Table 1 – General scores description and comparison;

    

    Reliability and validity are important parameters that allow confident use of a scoring system in intensive care patients with different case-mixes and baseline characteristics. In fact, validation of a mortality-scoring model is really vital when assessing its ability to predict one of the many important outcome measures, namely death. In fact, the validation needs both discrimination and calibration in order to achieve a global evaluation of the score.7

    In spite of the development of specifics scores for pediatric populations and more, their effective validation at located realities, no validation evidences, in order to its application in Portuguese PICUs, have previously been referenced. A project, however, even though with no published evidences, Development and Assessment of Optimal Risk Scores for Outcomes in Paediatric Intensive Care (DAIP-CIP), was conducted in the institution of filiation by Pediatric Intensive Care Unit – Department of Pediatrics (H. S. João – Oporto), providing preliminary results in what concerns to assess the performance of PRISM, PRISM III and PIM in predicting patients' mortality risk in Portuguese PICUs.

    In point of fact, the development of referred prognostic systems occurred in a specific geographic context and several contradictory data on its application in other populations have already been referenced8,9,10, emphasizing the vital necessity of its accuracy evaluation in large cohort of Portuguese context. Special caution is effectively needed in adopting a severity of illness scoring system to assess performance of care, particularly in contexts different from the ones in which the instrument was originally developed.

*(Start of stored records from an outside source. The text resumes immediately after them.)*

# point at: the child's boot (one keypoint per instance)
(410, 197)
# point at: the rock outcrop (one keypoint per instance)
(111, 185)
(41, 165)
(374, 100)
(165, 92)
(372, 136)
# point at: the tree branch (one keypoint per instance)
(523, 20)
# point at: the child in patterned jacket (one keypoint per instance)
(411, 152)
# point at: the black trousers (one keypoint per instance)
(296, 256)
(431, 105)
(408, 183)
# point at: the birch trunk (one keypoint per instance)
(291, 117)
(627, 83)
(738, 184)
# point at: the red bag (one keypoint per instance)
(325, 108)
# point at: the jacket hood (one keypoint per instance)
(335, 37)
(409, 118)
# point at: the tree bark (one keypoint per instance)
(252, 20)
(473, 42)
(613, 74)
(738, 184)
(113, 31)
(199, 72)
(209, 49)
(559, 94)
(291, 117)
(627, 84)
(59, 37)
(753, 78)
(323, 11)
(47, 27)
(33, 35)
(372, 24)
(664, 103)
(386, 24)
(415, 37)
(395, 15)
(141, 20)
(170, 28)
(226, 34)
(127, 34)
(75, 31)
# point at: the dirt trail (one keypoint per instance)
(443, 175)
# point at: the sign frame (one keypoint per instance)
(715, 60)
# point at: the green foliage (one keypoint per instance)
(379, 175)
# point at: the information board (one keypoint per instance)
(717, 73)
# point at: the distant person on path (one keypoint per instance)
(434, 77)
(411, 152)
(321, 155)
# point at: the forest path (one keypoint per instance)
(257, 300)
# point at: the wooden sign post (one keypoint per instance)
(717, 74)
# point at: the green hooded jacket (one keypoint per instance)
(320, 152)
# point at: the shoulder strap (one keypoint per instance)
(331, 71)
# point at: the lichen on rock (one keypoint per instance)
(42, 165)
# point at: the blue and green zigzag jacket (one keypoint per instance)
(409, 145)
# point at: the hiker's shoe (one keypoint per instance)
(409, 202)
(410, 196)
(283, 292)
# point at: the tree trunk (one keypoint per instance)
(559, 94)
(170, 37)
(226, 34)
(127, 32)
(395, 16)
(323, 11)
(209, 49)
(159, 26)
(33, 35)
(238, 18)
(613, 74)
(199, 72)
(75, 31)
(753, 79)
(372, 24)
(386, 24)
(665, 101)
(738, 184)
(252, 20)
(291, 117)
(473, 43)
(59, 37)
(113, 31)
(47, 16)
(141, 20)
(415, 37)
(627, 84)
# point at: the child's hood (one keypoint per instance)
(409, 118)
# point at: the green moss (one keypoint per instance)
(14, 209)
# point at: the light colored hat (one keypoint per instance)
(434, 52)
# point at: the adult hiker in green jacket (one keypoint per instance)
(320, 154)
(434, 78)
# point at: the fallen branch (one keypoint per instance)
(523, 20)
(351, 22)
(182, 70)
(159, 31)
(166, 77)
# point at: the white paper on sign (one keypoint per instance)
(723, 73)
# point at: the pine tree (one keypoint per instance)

    Remaining the doubt about its accuracy in mortality prediction in Portuguese PICUs, the present study intend, so, to proceed in order to assess and optimize Pediatric Risk of Mortality (PRISM and PRISM III) and Pediatric Index of Mortality (PIM and PIM2) scoring systems for use in comparing the risk-adjusted mortality of children after admission for pediatric intensive care, in a large, prospective and representative sample of admissions to Portuguese PICUs.